La Llorona de la Época
Primera Parte


Consumada la conquista y poco más o menos a mediados del Siglo XVI, los vecinos de la ciudad de México que se recogían en sus casas a la hora de la queda, tocada por las campanas de la primera Catedral; a media noche y principalmente cuando había luna, despertaban espantados al oír en la calle, tristes y prolongadísimos gemidos, lanzados por una mujer a quien afligía, sin duda honda pena moral o tremendo dolor físico.
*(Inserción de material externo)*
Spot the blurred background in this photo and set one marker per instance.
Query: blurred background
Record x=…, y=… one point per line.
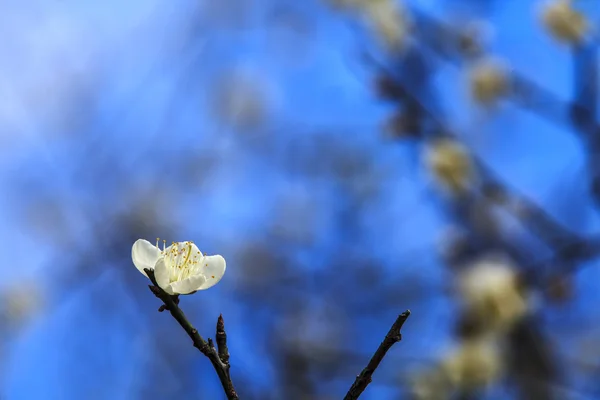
x=350, y=159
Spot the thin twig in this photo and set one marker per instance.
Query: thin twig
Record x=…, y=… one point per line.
x=206, y=348
x=365, y=377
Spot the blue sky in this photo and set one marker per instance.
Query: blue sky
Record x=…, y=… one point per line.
x=131, y=57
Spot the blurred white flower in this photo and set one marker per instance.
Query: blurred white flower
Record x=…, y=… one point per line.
x=492, y=292
x=488, y=80
x=450, y=164
x=475, y=364
x=563, y=22
x=20, y=303
x=389, y=20
x=180, y=268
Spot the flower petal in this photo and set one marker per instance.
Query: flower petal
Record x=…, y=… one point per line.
x=144, y=255
x=213, y=270
x=188, y=285
x=162, y=273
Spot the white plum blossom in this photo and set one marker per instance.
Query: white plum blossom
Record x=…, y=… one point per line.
x=180, y=268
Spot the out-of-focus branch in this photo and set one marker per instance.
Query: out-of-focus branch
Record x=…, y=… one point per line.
x=365, y=377
x=536, y=219
x=220, y=359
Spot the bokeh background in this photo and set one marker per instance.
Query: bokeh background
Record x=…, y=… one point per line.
x=349, y=159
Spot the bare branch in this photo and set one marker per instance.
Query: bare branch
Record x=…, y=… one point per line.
x=206, y=348
x=365, y=377
x=222, y=341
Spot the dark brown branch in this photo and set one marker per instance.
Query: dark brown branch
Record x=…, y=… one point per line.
x=206, y=348
x=365, y=377
x=222, y=341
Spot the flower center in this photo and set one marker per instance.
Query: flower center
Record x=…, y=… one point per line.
x=179, y=259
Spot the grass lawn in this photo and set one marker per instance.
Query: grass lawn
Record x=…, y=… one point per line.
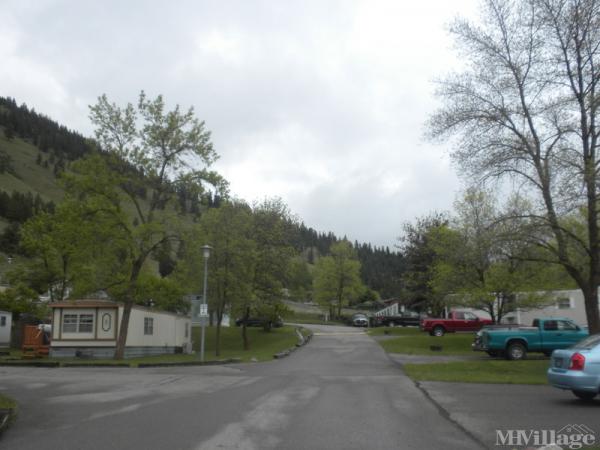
x=7, y=402
x=394, y=331
x=415, y=342
x=485, y=371
x=263, y=345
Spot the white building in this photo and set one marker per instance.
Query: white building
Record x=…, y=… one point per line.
x=566, y=303
x=90, y=328
x=5, y=328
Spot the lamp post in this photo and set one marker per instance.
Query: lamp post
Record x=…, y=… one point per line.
x=204, y=306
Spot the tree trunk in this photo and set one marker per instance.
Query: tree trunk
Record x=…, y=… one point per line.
x=122, y=339
x=129, y=300
x=592, y=312
x=219, y=314
x=244, y=331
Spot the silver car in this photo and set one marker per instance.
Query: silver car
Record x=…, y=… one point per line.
x=577, y=368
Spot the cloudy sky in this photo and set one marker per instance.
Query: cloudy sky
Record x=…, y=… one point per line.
x=321, y=103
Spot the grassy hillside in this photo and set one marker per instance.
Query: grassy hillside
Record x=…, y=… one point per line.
x=28, y=176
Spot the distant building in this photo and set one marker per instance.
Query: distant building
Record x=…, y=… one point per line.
x=89, y=328
x=5, y=329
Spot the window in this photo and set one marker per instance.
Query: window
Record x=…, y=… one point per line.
x=563, y=303
x=148, y=325
x=78, y=323
x=565, y=325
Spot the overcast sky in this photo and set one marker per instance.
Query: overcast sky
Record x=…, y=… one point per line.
x=321, y=103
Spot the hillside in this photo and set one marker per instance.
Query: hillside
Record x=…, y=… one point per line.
x=34, y=150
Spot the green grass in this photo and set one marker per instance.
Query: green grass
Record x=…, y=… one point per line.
x=484, y=371
x=414, y=343
x=394, y=331
x=263, y=345
x=7, y=402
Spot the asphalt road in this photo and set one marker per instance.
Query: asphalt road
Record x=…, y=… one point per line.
x=339, y=392
x=485, y=409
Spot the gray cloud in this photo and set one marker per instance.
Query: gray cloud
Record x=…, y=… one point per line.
x=321, y=103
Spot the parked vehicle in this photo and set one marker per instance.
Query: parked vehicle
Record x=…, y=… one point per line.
x=477, y=344
x=577, y=368
x=545, y=335
x=456, y=321
x=360, y=320
x=260, y=322
x=404, y=319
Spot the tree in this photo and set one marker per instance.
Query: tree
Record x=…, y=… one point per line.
x=420, y=257
x=147, y=145
x=526, y=108
x=272, y=257
x=231, y=265
x=477, y=267
x=337, y=278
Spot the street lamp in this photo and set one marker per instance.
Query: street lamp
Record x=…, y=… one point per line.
x=204, y=306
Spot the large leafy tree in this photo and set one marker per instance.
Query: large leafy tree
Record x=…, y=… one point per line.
x=146, y=146
x=479, y=265
x=525, y=108
x=337, y=278
x=231, y=264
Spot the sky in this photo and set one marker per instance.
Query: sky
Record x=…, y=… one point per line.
x=321, y=103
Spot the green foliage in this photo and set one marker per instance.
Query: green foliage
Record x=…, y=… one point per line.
x=420, y=257
x=21, y=299
x=337, y=278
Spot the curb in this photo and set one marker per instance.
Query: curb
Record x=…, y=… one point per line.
x=192, y=363
x=7, y=417
x=302, y=342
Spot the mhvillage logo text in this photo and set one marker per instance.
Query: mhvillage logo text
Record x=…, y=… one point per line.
x=571, y=436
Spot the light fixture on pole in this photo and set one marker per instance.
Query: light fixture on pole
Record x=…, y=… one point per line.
x=204, y=306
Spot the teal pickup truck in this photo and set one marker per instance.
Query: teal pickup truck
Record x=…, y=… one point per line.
x=544, y=335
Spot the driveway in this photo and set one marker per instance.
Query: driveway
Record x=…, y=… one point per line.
x=339, y=392
x=482, y=409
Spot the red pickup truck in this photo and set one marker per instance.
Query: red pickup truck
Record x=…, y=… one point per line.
x=456, y=321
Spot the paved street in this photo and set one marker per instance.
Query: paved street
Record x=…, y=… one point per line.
x=339, y=392
x=484, y=408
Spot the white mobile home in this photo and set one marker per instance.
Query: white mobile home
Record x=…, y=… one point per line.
x=90, y=328
x=5, y=328
x=566, y=303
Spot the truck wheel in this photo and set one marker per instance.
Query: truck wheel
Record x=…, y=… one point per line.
x=585, y=395
x=516, y=351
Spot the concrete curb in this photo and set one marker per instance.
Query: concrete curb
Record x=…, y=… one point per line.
x=192, y=363
x=7, y=417
x=301, y=343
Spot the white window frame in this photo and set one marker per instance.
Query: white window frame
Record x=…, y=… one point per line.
x=78, y=323
x=148, y=326
x=561, y=303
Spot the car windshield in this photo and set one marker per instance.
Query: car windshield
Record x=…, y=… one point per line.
x=588, y=343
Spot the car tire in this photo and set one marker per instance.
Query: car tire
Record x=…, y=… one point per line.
x=516, y=351
x=585, y=395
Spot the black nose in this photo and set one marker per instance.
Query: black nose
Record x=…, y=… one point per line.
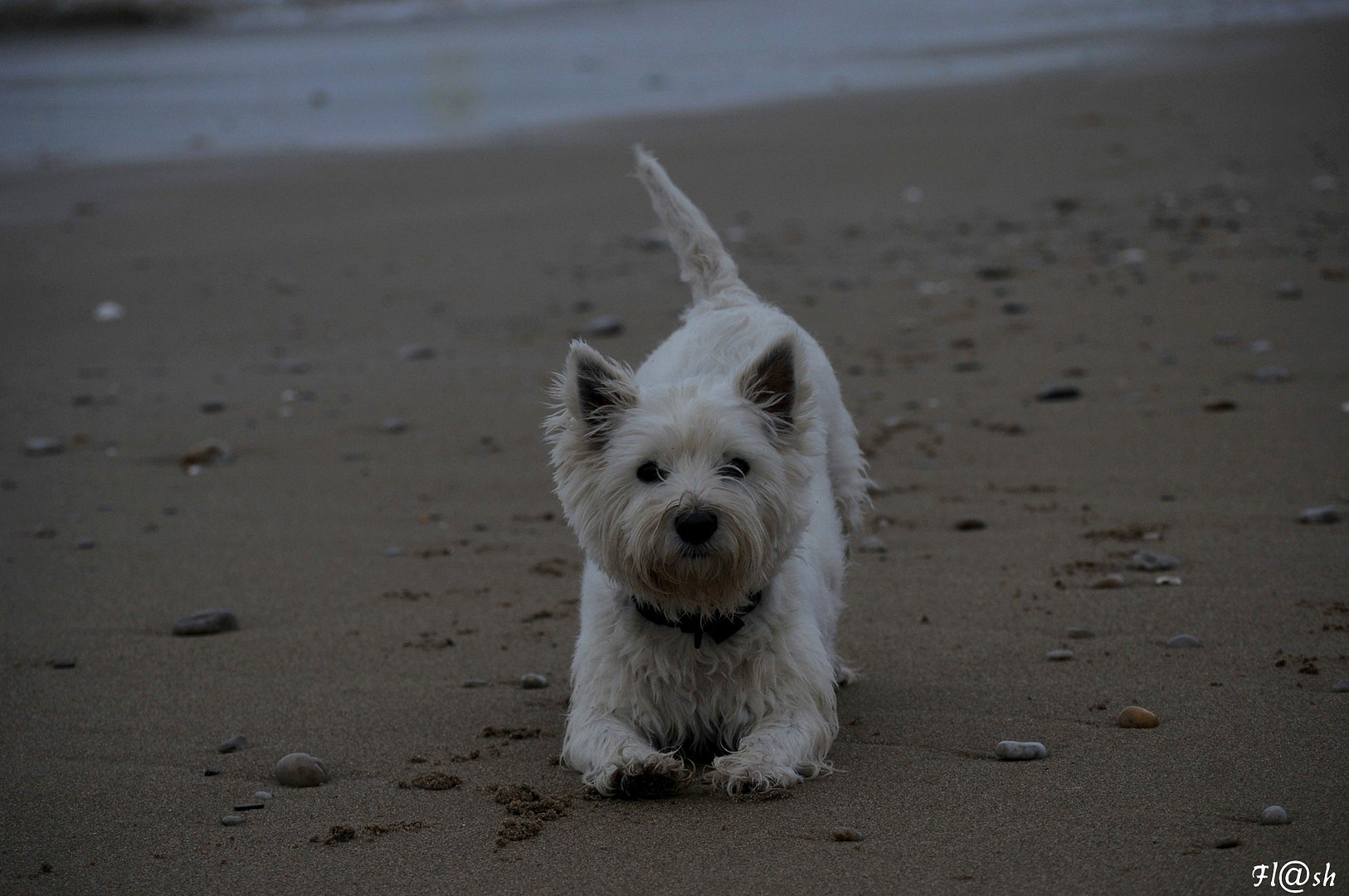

Las primeras noches, los vecinos contentábanse con persignarse o santiguarse, que aquellos lúgrubes gemidos eran, según ellos, de ánima del otro mundo; pero fueron tantos y repetidos y se prolongaron por tanto tiempo, que algunos osados y despreocupados quisieron cercionarse con sus propios ojos qué era aquello; y primero desde las puertas entornadas de las ventanas o balcones, y en seguida atreviéndose a salir por las calles, lograron ver a la que, en el silencio de las obscuras noches o en aquellas en que la luz pálida y transparente de la luna caía como un manto vaporoso sobre las altas torres, los techos y tejados y las calles, lanzaba aquellos agudos y tristísimos gemidos.

Vestía la mujer traje blanquísimo, y blanco y espeso velo cubría su rostro. Con lentos y callados pasos recorría muchas calles de la ciudad dormida, cada noche distintas, aunque sin faltar una sola, a la Plaza Mayor, donde vuelto el velado rostro hacia el oriente, hincada de rodillas, daba el último angustioso y languidísimo lamento; puesta en pie, continuaba con el paso lento y pausado hacia el mismo rumbo, y al llegar a orillas del salobre lago, que en ese tiempo penetraba dentro de algunos barrios, como una sombra se desvanecía.

--La hora avanzada de la noche, --dice el Dr. José María Marroquí,--el silencio y la soledad de las calles y plazas, el traje, el aire, el pausado andar de aquella mujer misteriosa y sobre todo, lo penetrante, agudo y prolongado de su gemido, que daba siempre cayendo en tierra de rodillas, formaban un conjunto que aterrorizaba a cuantos la veían y oían, y no pocos de los conquistadores valerosos y esforzados, que habían sido espanto de la misma muerte, quedaban en presencia de aquella mujer, mudos, pálidos y fríos, como de mármol. Los más animosos apenas se atrevían a seguirla a larga distancia, aprovechando la claridad de la luna, sin lograr otra cosa que verla desaparecer en llegando al lago, como si se sumergiera entre las aguas, y no pudiéndose averiguar más de ella e ignorándose quién era, de dónde venía y a dónde iba, se la dio el nombre de Llorona.--

Tal es en pocas palabras la genuina tradición popular que durante más de tres centurias quedó grabada en la memoria de lo habitantes de la ciudad de México y que ha ido borrándose a medida que la sencillez de nuestras costumbres y el candor de la mujer mexicana han ido perdiéndose.